D. Mahkemece Bozmaya Uyularak Verilen Üçüncü Karar

Mahkemenin yukarıda tarih ve sayısı belirtilen kararı ile davalı ... yönünden husumet yokluğu nedeniyle davanın reddine, davalı ... yönünden davanın taleple bağlı kalınarak kabulüne karar verilmiştir.

V. TEMYİZ

A. Temyiz Yoluna Başvuranlar

Mahkemenin yukarıda belirtilen kararına karşı süresi içinde davalı ... vekili temyiz isteminde bulunmuştur.

B. Temyiz Sebepleri

Davalı ... vekili temyiz dilekçesinde özetle; 7421 sayılı Kanun ile 2942 sayılı Kanun’a eklenen Ek Madde 4 uyarınca maktu vekâlet ücretine hükmedilmesi gerektiğini, dosyaya sundukları emsallerin değerlendirilmediğini, emsal alınan taşınmaz üzerindeki yapının hesaplamada dikkate alınmadığını, emsal karşılaştırmasının kanunun aradığı şartlara uygun olarak yapılmadığını ileri sürmüştür.

C. Gerekçe

1. Uyuşmazlık ve Hukukî Nitelendirme

Uyuşmazlık, imar uygulaması sırasında bedele dönüştürülen davacı payına idarece takdir edilen karşılığının artırılması istemine ilişkindir.

2. İlgili Hukuk

1. 6100 sayılı Hukuk Muhakemeleri Kanunu'nun (6100 sayılı Kanun) geçici 3 üncü maddesinin ikinci fıkrası atfıyla uygulanmasına devam olunan mülga 1086 sayılı Hukuk Usulü Muhakemeleri Kanunu'nun (1086 sayılı Kanun) 428 inci maddesi, 438 inci maddesinin yedinci fıkrası ile 439 uncu maddesinin ikinci fıkrası.

2. 3194 sayılı İmar Kanunu'nun 17 nci maddesinin son fıkrası.

3. 2942 sayılı Kanun'un 11 inci maddesi ile geçici 12 nci maddesi.

3. Değerlendirme

1. Temyizen incelenen Mahkeme kararında ve kararın gerekçesinde hukuk kurallarının somut olaya uygulanmasında bir isabetsizlik bulunmadığı ve bozmaya uyulmakla karşı taraf yararına kazanılmış hak durumunu oluşturan yönlerin ise yeniden incelenmesine hukukça imkân bulunmadığı anlaşılmakla; davalı ... vekilinin aşağıdaki paragrafın kapsamı dışındaki temyiz itirazları yerinde görülmemiştir.

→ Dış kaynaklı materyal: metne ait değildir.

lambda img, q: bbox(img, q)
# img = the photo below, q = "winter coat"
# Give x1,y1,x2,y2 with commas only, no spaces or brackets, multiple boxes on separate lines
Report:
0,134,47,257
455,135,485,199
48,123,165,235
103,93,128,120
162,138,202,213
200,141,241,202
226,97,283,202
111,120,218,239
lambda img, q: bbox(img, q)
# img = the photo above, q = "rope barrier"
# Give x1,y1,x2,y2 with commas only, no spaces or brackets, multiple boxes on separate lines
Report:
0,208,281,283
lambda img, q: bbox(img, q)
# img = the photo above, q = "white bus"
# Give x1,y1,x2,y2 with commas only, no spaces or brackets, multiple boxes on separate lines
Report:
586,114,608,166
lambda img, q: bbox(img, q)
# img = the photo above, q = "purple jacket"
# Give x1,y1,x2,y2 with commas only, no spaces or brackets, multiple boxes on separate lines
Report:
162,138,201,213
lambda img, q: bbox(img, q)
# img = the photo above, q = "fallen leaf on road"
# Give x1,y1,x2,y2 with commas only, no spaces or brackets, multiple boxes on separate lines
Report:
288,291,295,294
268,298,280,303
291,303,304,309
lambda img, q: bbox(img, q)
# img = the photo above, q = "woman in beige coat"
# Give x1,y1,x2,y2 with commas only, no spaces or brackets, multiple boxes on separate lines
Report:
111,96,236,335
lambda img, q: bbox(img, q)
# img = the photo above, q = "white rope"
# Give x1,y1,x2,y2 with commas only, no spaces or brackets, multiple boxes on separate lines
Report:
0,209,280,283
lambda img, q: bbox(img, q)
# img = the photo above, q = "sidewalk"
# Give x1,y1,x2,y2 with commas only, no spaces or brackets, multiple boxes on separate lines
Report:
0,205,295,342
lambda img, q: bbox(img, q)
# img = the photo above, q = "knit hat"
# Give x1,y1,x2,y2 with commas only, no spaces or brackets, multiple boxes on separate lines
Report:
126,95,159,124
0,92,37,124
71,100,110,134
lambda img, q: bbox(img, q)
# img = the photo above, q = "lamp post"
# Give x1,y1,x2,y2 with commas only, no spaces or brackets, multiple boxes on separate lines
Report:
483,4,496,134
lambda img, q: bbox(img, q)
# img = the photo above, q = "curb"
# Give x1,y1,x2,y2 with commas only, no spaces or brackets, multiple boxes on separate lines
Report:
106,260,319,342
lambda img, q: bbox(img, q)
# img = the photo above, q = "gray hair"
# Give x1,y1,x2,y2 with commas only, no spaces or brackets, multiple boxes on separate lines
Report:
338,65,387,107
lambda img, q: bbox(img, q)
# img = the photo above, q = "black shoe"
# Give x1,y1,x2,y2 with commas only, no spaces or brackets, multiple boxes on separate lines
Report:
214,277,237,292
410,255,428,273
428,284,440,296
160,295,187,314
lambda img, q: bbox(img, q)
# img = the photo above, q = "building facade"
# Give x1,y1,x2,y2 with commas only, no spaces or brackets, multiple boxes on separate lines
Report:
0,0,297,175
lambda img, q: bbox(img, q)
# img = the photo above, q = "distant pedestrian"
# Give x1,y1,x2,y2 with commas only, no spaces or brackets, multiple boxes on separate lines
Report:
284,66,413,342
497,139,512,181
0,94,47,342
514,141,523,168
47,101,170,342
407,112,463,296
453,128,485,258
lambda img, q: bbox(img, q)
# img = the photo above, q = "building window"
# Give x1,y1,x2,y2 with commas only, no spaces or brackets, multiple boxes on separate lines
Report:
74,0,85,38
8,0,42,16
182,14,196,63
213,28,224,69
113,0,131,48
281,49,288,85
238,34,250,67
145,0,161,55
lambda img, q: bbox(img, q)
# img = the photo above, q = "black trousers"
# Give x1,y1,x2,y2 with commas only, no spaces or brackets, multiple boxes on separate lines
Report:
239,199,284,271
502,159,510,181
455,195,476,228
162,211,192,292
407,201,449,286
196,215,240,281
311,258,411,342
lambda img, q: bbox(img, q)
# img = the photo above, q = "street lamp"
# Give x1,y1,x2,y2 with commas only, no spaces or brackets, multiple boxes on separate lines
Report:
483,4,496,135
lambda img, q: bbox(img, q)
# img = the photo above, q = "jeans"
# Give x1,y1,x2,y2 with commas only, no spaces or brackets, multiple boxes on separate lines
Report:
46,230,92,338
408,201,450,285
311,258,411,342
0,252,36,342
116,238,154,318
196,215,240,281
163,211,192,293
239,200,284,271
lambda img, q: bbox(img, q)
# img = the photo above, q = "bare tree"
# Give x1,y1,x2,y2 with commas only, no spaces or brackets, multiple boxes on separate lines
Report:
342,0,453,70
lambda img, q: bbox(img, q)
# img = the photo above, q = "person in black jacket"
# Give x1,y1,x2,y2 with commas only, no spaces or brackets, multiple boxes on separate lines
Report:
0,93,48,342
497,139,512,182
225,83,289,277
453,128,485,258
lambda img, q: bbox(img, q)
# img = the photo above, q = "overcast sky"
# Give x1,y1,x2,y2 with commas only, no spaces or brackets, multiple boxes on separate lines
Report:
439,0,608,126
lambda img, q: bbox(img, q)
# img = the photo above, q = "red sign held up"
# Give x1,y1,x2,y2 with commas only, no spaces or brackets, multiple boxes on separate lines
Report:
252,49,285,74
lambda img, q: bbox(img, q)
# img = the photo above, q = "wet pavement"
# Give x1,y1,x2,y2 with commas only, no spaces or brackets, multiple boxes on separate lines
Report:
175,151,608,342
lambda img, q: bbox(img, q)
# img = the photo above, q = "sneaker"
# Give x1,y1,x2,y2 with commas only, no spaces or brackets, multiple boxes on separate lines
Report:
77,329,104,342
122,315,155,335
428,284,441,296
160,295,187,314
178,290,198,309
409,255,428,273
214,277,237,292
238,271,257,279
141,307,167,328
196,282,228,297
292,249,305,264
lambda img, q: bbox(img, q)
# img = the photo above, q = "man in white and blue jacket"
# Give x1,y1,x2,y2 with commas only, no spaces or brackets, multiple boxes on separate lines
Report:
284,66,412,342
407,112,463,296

2. Arsa niteliğindeki dava konusu taşınmaza 6745 sayılı Kanun'un 35 inci maddesi ile 2942 sayılı Kanun'a eklenen geçici 12 nci madde uyarınca uygulamanın tapuda tescil edildiği tarih değerlendirme tarihi olarak esas alınıp, emsal karşılaştırması sonucu tespit edilen bedelin, Türkiye İstatistik Kurumu tarafından açıklanan Yurt İçi Üretici Fiyat Endeksi tablosuna göre dava tarihine güncellenmesi suretiyle değer biçilmesinde bir isabetsizlik bulunmamaktadır.

3. 20.08.2016 tarihinde kabul edilerek 07.09.2016 tarihli ve 29824 sayılı Resmî Gazete'de yayımlanan 6745 sayılı Kanun'un 35 inci maddesi ile 2942 sayılı Kanun'a eklenen geçici 12 nci maddenin ikinci fıkrası ile getirilen; "Bu Kanunun geçici 6 ncı maddesinin üçüncü, yedinci, sekizinci ve on birinci fıkra hükümleri, bu madde kapsamındaki davalar ve icra takipleri için de uygulanır. Devam eden dava ve icra takipleri ise, bu madde hükümlerine göre sonuçlandırılır." düzenlemesi uyarınca vekâlet ücretinin maktu olarak hükmedilmemesi bozmayı gerektirir.

Ne var ki bu hatanın giderilmesi yeniden yargılama yapılmasını gerektirmediğinden 6100 Kanun'un geçici 3 üncü maddesi gereği yürürlükte bulunan 1086 sayılı Kanun’un 438 inci maddesinin yedinci fıkrası hükmü uyarınca Mahkeme kararının düzeltilerek onanması gerekir.

VI. KARAR

Açıklanan sebeplerle;

1. Davalı ... vekilinin diğer temyiz itirazlarının reddine,

2. Davalı ... vekilinin Mahkeme kararına yönelik temyiz itirazının kısmen kabulü ile Mahkeme kararının hüküm fıkrasının (5) numaralı bendinde yer alan "229.182,22" sayısının hükümden çıkartılmasına, yerine "9.200,00" sayısının yazılması suretiyle DÜZELTİLEREK ONANMASINA,

Davalı ... Başkanlığından peşin alınan temyiz harcının istenildiğinde iadesine,

28.03.2024 tarihinde oy birliğiyle karar verildi.